The following items are key components to a statistical modelling/machine learning workflow: (a) input data, (b) model/structure, (c) parameters to learn, and (d) output data. One can frame statistical learning methods in terms of a "direction" w.r.t. the output data (d). "Simulation"/"prediction" refer to the forward direction of going from (a-c) to (d), while "inference" or "learning" refer to the backward direction of going from (a, c, d) to (b). We use distinct terms because they are distinct and, in fact, basically opposite subclasses of the larger thing of calculating 1 thing from the other 3.

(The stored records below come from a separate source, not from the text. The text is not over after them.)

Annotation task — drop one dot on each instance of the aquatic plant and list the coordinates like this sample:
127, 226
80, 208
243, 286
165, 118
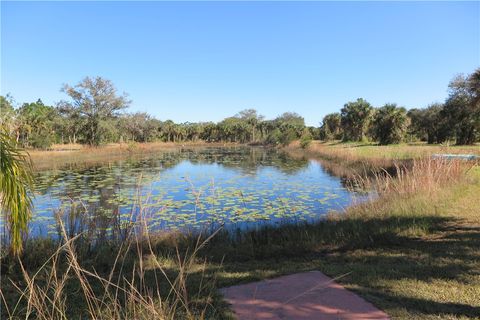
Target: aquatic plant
15, 182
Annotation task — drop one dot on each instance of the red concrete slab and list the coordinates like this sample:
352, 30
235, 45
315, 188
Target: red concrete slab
307, 295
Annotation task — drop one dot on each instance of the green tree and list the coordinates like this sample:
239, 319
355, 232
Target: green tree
332, 126
37, 124
15, 182
252, 119
355, 118
461, 112
8, 116
427, 124
94, 100
390, 124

"Inference", then, has a specific definition in the quantitative sciences, rooted in its use in statistics. It refers to "inferring" the parameters of a model, given data. It is distinct from simple "guessing", in that there are criteria (maximum likelihood, for example) for evaluating how good individual inferred values are.

The term "inference", however, has been co-opted incorrectly by deep learning practitioners to refer to the task of generating or predicting what an output should be, given known input data and model structure + parameters. We are starting to hear the term mis-used all the time: "At inference time...", "When performing inference...". How this came about, I do not know, but I have a hypothesis that the first few people who co-opted the term were genuinely trying to make some form of linguistic connection between the statistics and machine learning worlds. I shall not try to, ahem, infer their intents from observed behaviour here though. :)

But imagine the poor statistician trying to decipher what the machine learner is trying to say when they read the term, "at inference time..." It's like the chemist staring at the physicist's heat equation and being ever so subtly thrown off by symbol mismatch! Likewise, the statistician stands to be tripped up by the completely opposite use of "inference" when reading a machine learning paper.

So what's the big deal here? Languages evolve, don't they?

Yes! But surely that's not the only criteria for letting words slip? If words and their precise meanings do not matter, we might as well #abolish #communication! (If you disagree with me, go ahead and decipher what I really mean by that, since my words didn't matter and I can evolve the language anyways...)

Statistics and machine learning are extremely interrelated fields. Machine learning research built upon statistical foundations and has given statistics practitioners new model classes to work with and tooling to perform inference on models more easily (I'm thinking about things like automatic differentiation!). Both fields stand to learn a ton from one another, but also stand to lose a lot without precise and consistent vocabulary. If you accept the premise (and, if I may dare claim, very common mental model) of directionality w.r.t. the output data, then using the same term to refer to opposite-direction procedures is bewilderingly confusing! Especially for learners of both domains.

What's the solution going forth?

The unfortunate reality is that the co-opting of the term has already happened. The optimistic reality is that there are individuals who are merely "accepting of the fact but don't necessarily like/agree with it". Much like I push back on the use of "aye eye" at work, I think we can push our colleagues to a better standard of communication: lucid, consistent, precise, and concise.

If you still want to use the term inference for "forward prediction/simulation", then prefix or suffix it with some word. Call it "output inference" if you'd like. But make it distinct from "parameter inference". (I just set an example, so there.)

If you agree, please share the message around.

/endrant